The University of Illinois Extension DeKalb County Master Gardeners’ 11th annual Garden Walk will be held from 9 a.m. to 4 p.m. Saturday, rain or shine. Seven private gardens showcasing various styles and one public educational spotlight, the Mayfield Monarch Waystation in Sycamore, have been chosen for this year’s event. The featured gardens are located throughout DeKalb County in DeKalb, Sycamore and Kirkland.
Tickets cost $10 each and can be purchased at the DeKalb County Center for Agriculture, 1350 W. Prairie Drive in Sycamore, Blumen Gardens in Sycamore, The Garden Market in Sycamore, Glidden Campus Florist in DeKalb and Lloyd’s Landscaping and Everything Floral in Genoa. Proceeds support University of Illinois Extension programs. Tickets also can be purchased the day of the event at the DeKalb County Center for Agriculture or at any of the gardens.
Holly Gresholdt, a Master Gardener, is the liaison between the committee and gardeners. As the liaison, Gresholdt helps organize the gardener’s luncheon and pre-walk, takes photographs of the gardens and compiles the gardens’ descriptions.
Gresholdt spoke to MidWeek reporter Katrina Milton about the gardens featured in this year’s Garden Walk.
Milton: Tell me about the Garden Walk.
Gresholdt: The Master Gardeners feel that the event is a great opportunity for gardeners to share their gardens with other people, the community. It’s also an opportunity for education. By attending the event, you can learn gardening techniques and learn about new plants and designs to add to your own garden.
Milton: What is the educational spotlight?
Gresholdt: Each year during the Garden Walk, we like to have an educational spotlight. In previous years, we had a spotlight on vegetable gardening or one particular plant. Often it’s a public garden. This year, the Garden Walk includes the Mayfield Monarch Waystation. Our educational spotlight is a great way to experience a garden you’ve heard or known about but have never visited.

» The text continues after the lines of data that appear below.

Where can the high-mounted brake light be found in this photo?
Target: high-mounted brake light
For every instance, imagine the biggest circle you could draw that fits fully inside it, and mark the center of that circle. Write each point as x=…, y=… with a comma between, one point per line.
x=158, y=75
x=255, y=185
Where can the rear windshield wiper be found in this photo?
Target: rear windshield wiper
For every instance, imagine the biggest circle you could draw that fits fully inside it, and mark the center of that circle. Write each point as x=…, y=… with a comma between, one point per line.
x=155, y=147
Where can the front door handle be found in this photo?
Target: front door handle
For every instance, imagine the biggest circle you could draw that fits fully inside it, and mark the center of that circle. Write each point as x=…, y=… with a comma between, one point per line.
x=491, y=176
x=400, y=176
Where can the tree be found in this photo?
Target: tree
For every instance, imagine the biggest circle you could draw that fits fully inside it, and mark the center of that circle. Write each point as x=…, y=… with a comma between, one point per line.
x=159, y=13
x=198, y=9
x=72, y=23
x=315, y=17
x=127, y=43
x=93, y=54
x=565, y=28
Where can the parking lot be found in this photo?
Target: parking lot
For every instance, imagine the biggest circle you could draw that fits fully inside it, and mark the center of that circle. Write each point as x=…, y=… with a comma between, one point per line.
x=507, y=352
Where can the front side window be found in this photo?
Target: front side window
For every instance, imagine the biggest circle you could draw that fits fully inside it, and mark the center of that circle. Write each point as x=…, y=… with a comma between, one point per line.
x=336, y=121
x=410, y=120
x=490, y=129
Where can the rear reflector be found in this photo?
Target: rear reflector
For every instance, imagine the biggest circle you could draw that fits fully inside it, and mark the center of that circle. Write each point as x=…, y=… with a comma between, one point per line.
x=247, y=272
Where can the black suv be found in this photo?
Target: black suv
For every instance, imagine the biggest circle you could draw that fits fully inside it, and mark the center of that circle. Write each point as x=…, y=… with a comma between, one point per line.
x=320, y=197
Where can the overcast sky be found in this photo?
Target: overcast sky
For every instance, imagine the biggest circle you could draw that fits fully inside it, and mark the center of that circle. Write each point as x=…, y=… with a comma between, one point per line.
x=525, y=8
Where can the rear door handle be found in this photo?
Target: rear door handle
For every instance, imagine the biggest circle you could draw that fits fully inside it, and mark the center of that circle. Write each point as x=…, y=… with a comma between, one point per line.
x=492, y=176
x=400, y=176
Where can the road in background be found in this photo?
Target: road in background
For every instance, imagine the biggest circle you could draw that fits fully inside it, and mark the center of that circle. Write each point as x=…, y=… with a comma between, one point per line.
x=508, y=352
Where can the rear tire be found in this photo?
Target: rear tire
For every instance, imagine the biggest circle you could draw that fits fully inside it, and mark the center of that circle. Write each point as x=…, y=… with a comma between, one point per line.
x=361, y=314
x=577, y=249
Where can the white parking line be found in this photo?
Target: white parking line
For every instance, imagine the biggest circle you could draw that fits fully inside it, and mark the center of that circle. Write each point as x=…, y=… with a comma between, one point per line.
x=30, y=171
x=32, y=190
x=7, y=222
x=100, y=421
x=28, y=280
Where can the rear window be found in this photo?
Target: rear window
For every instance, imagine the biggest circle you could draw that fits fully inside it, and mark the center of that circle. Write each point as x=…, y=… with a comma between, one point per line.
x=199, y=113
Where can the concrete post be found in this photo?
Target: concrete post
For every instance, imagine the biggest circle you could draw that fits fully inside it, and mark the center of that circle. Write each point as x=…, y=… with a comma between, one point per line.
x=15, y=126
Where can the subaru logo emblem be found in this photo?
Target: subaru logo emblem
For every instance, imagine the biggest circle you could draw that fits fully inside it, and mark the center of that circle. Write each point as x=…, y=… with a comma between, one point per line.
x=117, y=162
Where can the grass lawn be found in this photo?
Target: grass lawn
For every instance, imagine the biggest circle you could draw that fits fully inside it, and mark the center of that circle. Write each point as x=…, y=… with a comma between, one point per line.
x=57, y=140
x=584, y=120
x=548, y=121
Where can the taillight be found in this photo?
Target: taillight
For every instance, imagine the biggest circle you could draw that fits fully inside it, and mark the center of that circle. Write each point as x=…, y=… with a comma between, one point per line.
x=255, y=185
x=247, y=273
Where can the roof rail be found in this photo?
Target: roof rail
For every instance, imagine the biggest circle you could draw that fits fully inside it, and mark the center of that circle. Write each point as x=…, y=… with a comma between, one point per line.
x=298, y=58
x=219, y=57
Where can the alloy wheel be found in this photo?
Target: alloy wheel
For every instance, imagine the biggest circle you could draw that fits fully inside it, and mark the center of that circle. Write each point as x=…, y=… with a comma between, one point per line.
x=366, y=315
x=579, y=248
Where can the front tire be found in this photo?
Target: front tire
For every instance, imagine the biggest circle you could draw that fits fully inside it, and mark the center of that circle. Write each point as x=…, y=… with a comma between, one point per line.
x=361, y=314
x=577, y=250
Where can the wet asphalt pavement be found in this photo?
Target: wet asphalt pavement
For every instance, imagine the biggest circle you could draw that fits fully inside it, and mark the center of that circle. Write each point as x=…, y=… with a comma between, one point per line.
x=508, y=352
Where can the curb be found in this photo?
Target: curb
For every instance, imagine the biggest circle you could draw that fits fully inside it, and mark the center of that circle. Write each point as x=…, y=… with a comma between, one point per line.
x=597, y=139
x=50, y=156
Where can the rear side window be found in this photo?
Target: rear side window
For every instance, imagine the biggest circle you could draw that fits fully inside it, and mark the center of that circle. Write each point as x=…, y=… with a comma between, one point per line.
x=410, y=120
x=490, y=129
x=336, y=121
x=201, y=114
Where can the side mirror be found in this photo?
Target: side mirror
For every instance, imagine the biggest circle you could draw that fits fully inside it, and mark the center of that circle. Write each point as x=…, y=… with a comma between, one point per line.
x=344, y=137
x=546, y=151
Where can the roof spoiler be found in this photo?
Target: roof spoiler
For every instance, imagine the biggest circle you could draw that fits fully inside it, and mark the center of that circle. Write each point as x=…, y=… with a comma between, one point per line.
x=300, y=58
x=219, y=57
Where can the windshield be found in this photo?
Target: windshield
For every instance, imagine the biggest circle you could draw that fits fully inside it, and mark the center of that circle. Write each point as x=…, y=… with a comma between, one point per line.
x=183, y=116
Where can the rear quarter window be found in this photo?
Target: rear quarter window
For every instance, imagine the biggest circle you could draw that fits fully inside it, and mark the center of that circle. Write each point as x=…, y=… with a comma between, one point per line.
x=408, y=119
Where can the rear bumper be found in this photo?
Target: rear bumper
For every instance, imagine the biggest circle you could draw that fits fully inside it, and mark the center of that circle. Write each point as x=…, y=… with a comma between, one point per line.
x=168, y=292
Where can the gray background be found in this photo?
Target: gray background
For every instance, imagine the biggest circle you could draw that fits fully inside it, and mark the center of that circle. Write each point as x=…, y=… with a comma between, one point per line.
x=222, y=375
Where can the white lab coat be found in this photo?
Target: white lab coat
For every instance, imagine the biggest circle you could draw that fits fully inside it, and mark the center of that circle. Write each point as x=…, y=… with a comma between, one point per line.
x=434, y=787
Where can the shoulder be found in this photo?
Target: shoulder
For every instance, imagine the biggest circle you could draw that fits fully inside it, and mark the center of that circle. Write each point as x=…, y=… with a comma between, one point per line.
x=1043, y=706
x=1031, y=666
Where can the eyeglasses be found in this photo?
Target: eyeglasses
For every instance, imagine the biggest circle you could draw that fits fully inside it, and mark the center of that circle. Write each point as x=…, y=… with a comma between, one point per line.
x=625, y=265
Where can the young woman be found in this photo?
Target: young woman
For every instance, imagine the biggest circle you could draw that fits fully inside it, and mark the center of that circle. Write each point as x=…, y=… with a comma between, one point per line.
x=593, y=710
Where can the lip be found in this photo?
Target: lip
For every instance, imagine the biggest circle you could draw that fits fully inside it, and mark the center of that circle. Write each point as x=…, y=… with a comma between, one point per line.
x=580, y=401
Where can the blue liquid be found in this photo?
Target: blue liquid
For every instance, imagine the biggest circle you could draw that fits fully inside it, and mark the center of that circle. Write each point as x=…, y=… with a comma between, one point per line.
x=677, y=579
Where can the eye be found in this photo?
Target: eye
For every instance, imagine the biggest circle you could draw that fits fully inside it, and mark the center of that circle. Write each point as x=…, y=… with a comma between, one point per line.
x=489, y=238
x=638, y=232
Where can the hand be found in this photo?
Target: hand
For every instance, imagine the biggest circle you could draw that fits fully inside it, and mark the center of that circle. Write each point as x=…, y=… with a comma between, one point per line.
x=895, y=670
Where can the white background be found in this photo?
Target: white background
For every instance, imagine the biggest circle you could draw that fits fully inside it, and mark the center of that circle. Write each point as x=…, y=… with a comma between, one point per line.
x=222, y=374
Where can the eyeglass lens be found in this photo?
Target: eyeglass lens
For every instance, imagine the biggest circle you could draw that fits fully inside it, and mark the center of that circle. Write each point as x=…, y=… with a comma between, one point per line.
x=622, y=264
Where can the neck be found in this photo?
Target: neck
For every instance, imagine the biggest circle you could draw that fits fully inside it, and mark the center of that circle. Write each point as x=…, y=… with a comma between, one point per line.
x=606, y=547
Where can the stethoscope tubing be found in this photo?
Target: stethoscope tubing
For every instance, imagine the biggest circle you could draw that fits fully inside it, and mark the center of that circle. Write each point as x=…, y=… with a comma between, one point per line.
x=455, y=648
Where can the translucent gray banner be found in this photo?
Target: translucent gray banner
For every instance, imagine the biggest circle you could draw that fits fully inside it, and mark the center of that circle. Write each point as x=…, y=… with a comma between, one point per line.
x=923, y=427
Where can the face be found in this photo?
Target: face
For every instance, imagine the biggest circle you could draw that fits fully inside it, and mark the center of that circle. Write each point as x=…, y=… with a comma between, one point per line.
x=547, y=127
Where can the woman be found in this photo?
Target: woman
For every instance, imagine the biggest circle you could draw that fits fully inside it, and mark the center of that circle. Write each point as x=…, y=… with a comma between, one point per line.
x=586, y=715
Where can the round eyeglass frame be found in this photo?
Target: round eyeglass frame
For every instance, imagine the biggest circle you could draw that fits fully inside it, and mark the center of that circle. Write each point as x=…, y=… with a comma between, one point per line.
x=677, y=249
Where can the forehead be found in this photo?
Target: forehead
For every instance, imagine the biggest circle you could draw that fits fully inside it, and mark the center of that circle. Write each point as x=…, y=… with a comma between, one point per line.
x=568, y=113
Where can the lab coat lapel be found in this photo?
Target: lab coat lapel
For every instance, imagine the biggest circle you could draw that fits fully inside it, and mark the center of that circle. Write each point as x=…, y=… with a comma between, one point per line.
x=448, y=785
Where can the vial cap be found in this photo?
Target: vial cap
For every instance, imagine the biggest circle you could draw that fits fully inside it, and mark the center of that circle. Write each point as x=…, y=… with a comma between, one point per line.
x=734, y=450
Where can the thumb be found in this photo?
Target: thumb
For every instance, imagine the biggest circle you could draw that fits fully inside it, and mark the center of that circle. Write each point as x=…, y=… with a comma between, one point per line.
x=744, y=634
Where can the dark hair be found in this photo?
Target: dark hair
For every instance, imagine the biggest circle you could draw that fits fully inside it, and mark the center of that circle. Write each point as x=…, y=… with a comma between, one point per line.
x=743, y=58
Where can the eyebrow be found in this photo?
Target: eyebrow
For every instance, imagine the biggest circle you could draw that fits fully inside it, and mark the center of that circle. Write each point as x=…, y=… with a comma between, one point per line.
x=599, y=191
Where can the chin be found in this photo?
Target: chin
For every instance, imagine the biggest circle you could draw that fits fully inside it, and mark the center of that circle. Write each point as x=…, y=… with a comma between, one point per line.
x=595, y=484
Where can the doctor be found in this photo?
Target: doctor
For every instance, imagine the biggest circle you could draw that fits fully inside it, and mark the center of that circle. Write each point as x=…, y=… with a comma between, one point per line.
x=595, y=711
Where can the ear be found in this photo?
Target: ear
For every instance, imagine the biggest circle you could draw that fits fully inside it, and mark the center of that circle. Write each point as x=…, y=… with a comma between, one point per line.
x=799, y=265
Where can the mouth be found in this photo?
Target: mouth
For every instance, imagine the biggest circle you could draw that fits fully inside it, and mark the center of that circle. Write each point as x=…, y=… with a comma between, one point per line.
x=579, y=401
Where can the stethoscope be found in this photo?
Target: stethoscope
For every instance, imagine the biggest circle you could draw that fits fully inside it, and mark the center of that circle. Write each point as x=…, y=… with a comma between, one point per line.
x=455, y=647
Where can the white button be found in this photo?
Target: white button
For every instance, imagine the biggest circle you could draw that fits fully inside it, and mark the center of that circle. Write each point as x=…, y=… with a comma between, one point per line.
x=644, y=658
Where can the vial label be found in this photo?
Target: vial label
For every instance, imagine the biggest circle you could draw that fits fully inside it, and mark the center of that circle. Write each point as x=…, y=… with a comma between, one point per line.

Milton: Why is having a spotlight on these local gardens important?
Gresholdt: For most gardeners, gardening is a full-time job. Especially in summer, gardens require a lot of work. Gardeners are adding new plants, changing areas from shade to sun. Gardening is a constant changing process, a constant transformation. After all of their hard work, gardeners are extremely proud. They want to share their gardens with others. Visitors to the gardens can talk to the gardeners to learn new planting techniques. It’s a wonderful experience for everyone involved. We’re very appreciative of the gardeners for sharing their gardens and all their hard work with the community.
Milton: What can people expect to see on the Garden Walk?
Gresholdt: The gardens have sheds, “she sheds,” garden art, glass and concrete sculptures, bottle trees, fountains, native plants, container gardens, vegetables and flowers. You can expect to see almost every type of perennial, including coneflowers, milkweed, hostas, verbena, Black-eyed Susans, roses, herbs, clematis vine and ligularia. There is also a lot of farm-implement art, farm tools like a disc from a plow or a hoe made into garden art.
Milton: Who would you say is the intended audience for the Garden Walk?
Gresholdt: Everyone, anybody who appreciates nature and the beauty of nature. We hope people get inspired to go home and use the ideas and techniques they learned on the walk. Each of the gardens is different from the next, so they can see some different flowers and gather new ideas.
Milton: How is the money raised from the event used?
Gresholdt: The money raised helps University of Illinois Extension programs. We have programs at schools, libraries and camps. We have speakers that can visit clubs and groups. We also offer therapeutic horticulture and education programs at local nursing homes. Education is always our main goal. The Mission of the University of Illinois Master Gardners is “helping others learn to grow.”